Rogue Planet
- Author: Greg Bear
- Cover artist: David Stevenson
- Language: English
- Series: Canon C
- Genre: Science fiction
- Publisher: Del Rey Books
- Publication date: May 2, 2000
- Publication place: United States
- Media type: Print (Hardcover & Paperback)
- Pages: 352 (first edition, hardback); 336 (mass market paperback)
- ISBN: 0-345-43538-9 (first edition, hardback)
- Preceded by: The Phantom Menace
- Followed by: Path to Truth

= Rogue Planet (novel) =

2000 novel by Greg Bear

Rogue Planet is a science fiction novel by American writer Greg Bear, published in 2000 and set in the Star Wars universe. It is a prequel novel occurring after the events of Star Wars: Episode I – The Phantom Menace. The cover art was by David Stevenson. The book takes place 29 years before Star Wars Episode IV: A New Hope.

==Synopsis==
The story takes place a few years after the events of Star Wars: Episode I – The Phantom Menace. Young Anakin Skywalker chafes under his new life as a Jedi apprentice. He sneaks away from Obi-Wan Kenobi to participate in and gamble on deadly flying games. This is interrupted by a Blood Carver assassin who tries to kill Anakin but is stopped by Obi-Wan.

The Jedi Council decides Anakin would be best served to send him with Obi-Wan to investigate the remote world of Zonama Sekot, a world that produces organic spacecraft. A Jedi has gone missing on Sekot.

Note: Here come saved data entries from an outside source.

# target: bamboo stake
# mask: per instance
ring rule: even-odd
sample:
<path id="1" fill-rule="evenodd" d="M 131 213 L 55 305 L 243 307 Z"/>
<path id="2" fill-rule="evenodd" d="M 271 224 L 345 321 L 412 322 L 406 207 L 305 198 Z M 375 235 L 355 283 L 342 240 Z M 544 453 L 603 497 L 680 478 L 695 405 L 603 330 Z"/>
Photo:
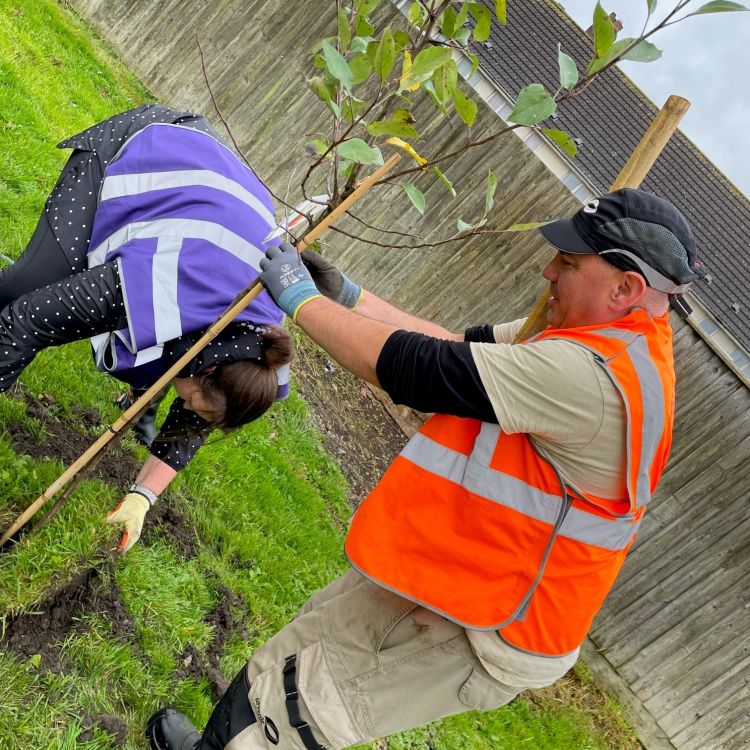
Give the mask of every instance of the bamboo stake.
<path id="1" fill-rule="evenodd" d="M 641 138 L 640 143 L 630 155 L 625 166 L 620 170 L 610 187 L 610 192 L 620 188 L 637 188 L 645 179 L 659 154 L 664 150 L 672 134 L 677 130 L 690 102 L 681 96 L 672 95 L 666 104 L 657 112 L 654 121 Z M 539 297 L 534 309 L 529 313 L 526 322 L 515 338 L 515 343 L 525 341 L 547 327 L 547 301 L 551 296 L 550 288 Z"/>
<path id="2" fill-rule="evenodd" d="M 302 251 L 311 242 L 314 242 L 320 235 L 337 219 L 339 219 L 344 212 L 348 211 L 349 208 L 356 203 L 371 187 L 372 185 L 381 179 L 387 172 L 389 172 L 399 161 L 400 157 L 398 154 L 391 156 L 388 161 L 383 164 L 382 167 L 373 172 L 369 177 L 364 179 L 359 186 L 354 190 L 351 195 L 345 198 L 336 208 L 326 216 L 323 221 L 308 232 L 305 237 L 297 243 L 297 249 Z M 177 373 L 185 367 L 190 360 L 200 352 L 206 344 L 212 341 L 218 336 L 261 292 L 263 286 L 259 280 L 256 280 L 248 287 L 243 289 L 235 298 L 234 302 L 221 314 L 221 316 L 212 323 L 205 331 L 205 333 L 183 354 L 145 393 L 135 401 L 122 416 L 120 416 L 109 429 L 101 435 L 89 448 L 84 451 L 60 476 L 47 487 L 47 489 L 31 504 L 26 510 L 21 513 L 15 521 L 8 527 L 8 529 L 0 538 L 0 547 L 2 547 L 19 529 L 21 529 L 28 520 L 48 501 L 51 500 L 55 494 L 64 487 L 69 481 L 71 481 L 76 474 L 86 469 L 89 463 L 103 451 L 109 442 L 119 435 L 123 430 L 130 426 L 135 417 L 143 411 L 148 405 L 152 398 L 154 398 L 163 388 L 165 388 L 169 382 L 174 378 Z M 56 507 L 55 512 L 60 508 Z"/>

A battle squadron pursues the two Jedi; it is headed by a weapons designer that has already blueprinted the Death Star. Commander Tarkin, the future Grand Moff Tarkin becomes involved as well. They also bring the Blood Carver assassin with them.

While the fleet approaches the planet and then tries to invade it, the Jedi grow their own ship. This leads to a confrontation between the two forces which ends with the sentient planet of Zonama Sekot using massive hyperspace engines to flee from Tarkin's fleets and the Jedi narrowly escaping this fleet.

==Links to other Expanded Universe material==
The introduction of Zonama Sekot and the mysterious Jedi Vergere provided some of the first major links between the pre-Episode IV and post-Episode IV Star Wars expanded universe materials; both figure prominently in The New Jedi Order series. This may be because Zonama Sekot the rogue planet was really a seed of the original Yuuzhan'Tar, the destroyed homeworld of the Yuuzhan Vong. Actually the Yuuzhan Vong were in the galaxy since the days of the Galactic Republic, but did not interfere until the New Jedi Order Era.